Cuba has long blamed the embargo for the communist island's economic woes, with billboards in the country equating the decades-old economic sanctions to a "genocide".

"The main problem has not been resolved: the economic, commercial and financial blockade, which causes huge human and economic damage and is a violation of international rights," Mr Castro said."The establishment of diplomatic relations is the beginning of a process toward the normalisation of bilateral relations, but this won't be possible as long as the blockade exists."

Speaking at a summit of the Community of Latin American and Caribbean States in Costa Rica, Mr Castro said that the road to ending the embargo would be "long and hard".

US President Barack Obama called on Congress last week to put an end to the embargo, which was imposed in 1962 and has been a major source of tension between the Cold War-era rivals since then.

Earlier this month, Mr Obama used his executive powers to ease travel and trade restrictions with Havana, putting a dent on the embargo.

But Mr Castro said that the US leader should do more.

"He could use with resolve his broad executive powers to substantially change the scope of the blockade, even without the Congress decision," he said.

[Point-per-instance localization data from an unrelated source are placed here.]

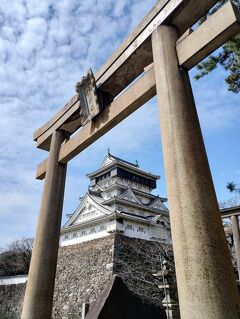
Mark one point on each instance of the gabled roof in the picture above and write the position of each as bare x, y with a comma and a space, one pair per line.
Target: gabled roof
157, 202
112, 161
94, 201
130, 196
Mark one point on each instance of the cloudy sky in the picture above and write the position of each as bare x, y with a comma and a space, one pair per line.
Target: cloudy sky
45, 48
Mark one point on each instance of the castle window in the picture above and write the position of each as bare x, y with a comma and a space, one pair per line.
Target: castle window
92, 231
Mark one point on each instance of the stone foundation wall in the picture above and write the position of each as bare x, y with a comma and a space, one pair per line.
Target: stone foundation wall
84, 269
82, 272
11, 298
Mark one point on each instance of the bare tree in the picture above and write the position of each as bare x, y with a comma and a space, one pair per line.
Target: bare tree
15, 259
137, 261
231, 202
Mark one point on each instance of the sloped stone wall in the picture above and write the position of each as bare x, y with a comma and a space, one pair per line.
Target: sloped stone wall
84, 269
82, 273
11, 298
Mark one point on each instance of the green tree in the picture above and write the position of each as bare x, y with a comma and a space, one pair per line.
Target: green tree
228, 57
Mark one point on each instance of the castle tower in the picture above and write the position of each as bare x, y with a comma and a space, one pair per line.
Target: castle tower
119, 200
119, 229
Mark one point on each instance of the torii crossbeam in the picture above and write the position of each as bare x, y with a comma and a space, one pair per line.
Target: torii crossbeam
157, 55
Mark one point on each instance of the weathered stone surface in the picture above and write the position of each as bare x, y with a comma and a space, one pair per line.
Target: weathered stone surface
84, 269
11, 298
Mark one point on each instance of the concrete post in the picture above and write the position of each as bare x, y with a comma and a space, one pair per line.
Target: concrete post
206, 284
40, 286
236, 239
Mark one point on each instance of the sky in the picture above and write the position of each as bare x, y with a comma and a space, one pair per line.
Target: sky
45, 48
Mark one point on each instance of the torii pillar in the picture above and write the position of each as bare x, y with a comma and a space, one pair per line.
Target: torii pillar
236, 239
206, 285
40, 286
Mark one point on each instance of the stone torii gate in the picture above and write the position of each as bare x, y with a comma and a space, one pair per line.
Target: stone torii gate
157, 55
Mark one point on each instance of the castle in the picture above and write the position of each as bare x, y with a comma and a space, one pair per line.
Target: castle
119, 200
110, 249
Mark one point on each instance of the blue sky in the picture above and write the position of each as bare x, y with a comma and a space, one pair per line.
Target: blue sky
45, 48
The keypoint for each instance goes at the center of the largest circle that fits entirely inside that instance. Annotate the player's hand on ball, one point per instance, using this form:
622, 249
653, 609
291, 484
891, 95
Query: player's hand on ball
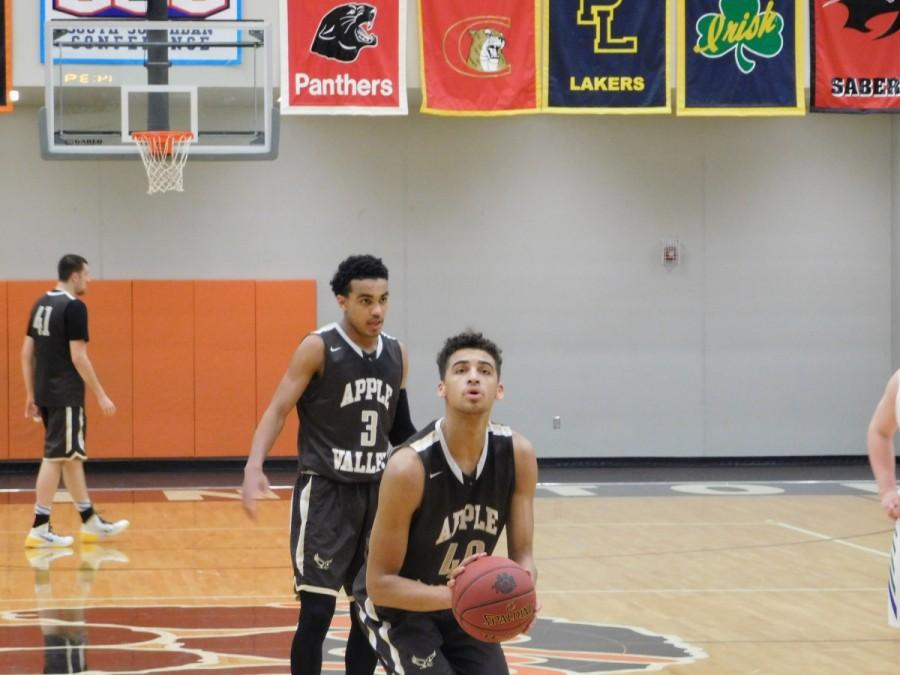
255, 484
459, 569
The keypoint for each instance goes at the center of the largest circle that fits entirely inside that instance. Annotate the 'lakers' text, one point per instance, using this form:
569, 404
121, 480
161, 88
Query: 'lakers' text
606, 83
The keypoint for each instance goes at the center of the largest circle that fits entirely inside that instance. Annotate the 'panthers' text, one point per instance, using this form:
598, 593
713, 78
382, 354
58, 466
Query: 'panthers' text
342, 85
471, 515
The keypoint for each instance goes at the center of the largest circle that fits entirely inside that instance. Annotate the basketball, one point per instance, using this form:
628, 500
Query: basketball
494, 599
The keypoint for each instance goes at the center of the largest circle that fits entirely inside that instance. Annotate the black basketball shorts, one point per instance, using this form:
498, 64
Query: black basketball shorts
64, 430
330, 525
433, 642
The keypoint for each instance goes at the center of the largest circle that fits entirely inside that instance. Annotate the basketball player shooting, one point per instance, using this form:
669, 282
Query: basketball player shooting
445, 498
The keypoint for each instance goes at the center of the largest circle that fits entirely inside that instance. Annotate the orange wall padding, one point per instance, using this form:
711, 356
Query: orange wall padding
224, 367
190, 365
285, 313
112, 352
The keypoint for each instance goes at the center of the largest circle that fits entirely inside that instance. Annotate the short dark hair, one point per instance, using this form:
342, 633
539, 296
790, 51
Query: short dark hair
468, 340
69, 264
357, 267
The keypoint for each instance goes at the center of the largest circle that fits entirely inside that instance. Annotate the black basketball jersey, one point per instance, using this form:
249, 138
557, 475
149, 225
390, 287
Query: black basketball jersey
347, 412
56, 318
459, 515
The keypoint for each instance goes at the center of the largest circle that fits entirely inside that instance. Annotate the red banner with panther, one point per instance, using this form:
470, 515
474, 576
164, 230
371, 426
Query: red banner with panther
345, 58
479, 57
855, 50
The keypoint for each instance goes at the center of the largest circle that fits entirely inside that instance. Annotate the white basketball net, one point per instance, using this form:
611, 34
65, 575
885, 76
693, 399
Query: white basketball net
164, 154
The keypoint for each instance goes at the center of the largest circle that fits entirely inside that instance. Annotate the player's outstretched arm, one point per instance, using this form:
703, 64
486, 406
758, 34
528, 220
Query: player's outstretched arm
881, 447
402, 486
31, 409
305, 364
520, 530
78, 349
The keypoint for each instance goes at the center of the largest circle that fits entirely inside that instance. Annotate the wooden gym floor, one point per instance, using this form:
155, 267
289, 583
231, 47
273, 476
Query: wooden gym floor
687, 578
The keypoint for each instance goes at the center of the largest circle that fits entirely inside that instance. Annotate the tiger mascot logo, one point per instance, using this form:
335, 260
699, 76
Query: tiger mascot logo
486, 51
344, 32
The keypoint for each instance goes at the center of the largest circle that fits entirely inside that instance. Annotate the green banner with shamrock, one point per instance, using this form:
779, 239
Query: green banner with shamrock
740, 57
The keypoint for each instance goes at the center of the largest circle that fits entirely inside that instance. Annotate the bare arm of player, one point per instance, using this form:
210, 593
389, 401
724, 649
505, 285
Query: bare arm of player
405, 357
402, 485
520, 529
85, 368
881, 448
306, 362
31, 409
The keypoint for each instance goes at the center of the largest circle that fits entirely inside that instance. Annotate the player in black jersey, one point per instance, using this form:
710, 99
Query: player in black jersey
55, 367
445, 498
347, 382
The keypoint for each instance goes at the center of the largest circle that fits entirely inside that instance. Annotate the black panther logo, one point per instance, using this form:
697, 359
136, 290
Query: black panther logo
344, 31
860, 11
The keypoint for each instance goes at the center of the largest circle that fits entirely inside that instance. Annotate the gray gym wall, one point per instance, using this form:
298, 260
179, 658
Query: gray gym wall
773, 336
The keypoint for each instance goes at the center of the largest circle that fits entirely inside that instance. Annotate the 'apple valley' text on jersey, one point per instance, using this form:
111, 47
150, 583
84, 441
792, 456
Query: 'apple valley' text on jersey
459, 515
347, 412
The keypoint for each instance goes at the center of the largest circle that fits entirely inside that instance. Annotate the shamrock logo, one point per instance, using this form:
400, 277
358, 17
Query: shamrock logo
739, 26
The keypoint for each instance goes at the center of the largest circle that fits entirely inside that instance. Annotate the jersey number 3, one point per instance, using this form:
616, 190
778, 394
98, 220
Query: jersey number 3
41, 323
369, 435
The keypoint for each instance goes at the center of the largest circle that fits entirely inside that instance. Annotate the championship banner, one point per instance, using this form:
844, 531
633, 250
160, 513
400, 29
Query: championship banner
343, 59
479, 57
190, 47
855, 52
740, 57
602, 57
5, 55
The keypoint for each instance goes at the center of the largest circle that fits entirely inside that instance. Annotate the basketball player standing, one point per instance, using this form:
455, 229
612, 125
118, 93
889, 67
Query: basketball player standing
445, 498
881, 448
347, 382
55, 367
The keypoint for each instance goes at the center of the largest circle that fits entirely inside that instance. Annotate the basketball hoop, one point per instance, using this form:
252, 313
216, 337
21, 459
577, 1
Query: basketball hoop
164, 154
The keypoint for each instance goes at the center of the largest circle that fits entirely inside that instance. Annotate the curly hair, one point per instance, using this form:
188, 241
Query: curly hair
357, 267
468, 340
68, 265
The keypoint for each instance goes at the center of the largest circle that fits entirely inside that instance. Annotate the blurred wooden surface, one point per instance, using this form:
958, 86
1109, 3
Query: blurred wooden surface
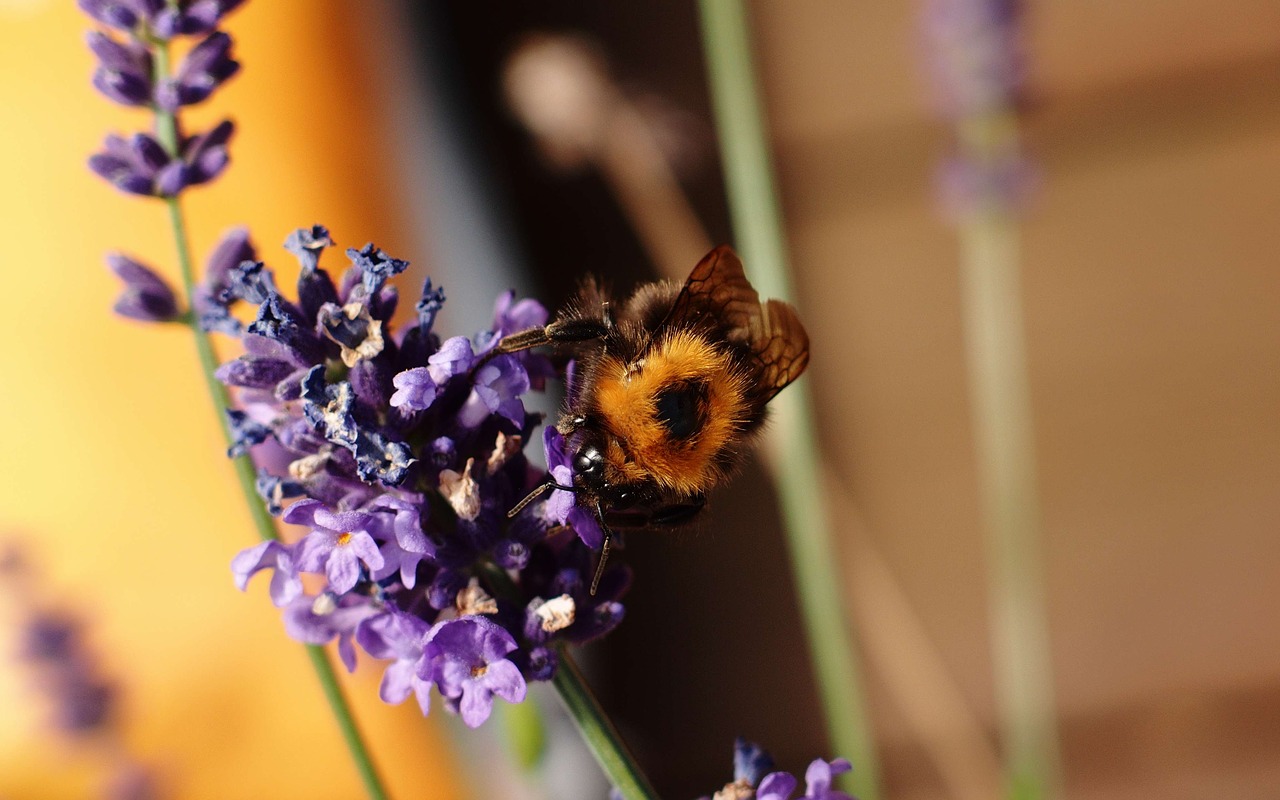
1152, 305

The 33-nation summit is expected to issue a declaration condemning the embargo. The group, which does not include Washington, was created by the late Venezuelan socialist leader Hugo Chavez.

"Enough with the criminal blockade of Cuba," Ecuador's leftist President Rafael Correa told the summit. Nicaraguan counterpart Daniel Ortega said the embargo "will have to disappear."

Mr Castro and Mr Obama simultaneously announced on December 17 their intention to end half a century of animosity and normalise ties.

Some US politicians have voiced concern about the rapprochement, especially those of Cuban-American origin, who say Mr Obama conceded too much to Mr Castro without securing guarantees of political change on the island.

The United States has invited Cuba to hold another round of talks in the coming weeks in Washington.

In his speech in Belen, Costa Rica, Castro said that Havana also wants to be removed from a US blacklist of state sponsors of terrorism, which has blocked Cuba's access to financial institutions.

In addition, he demanded the return of Guantanamo Bay, where the US navy has a base being used to jail terrorism suspects.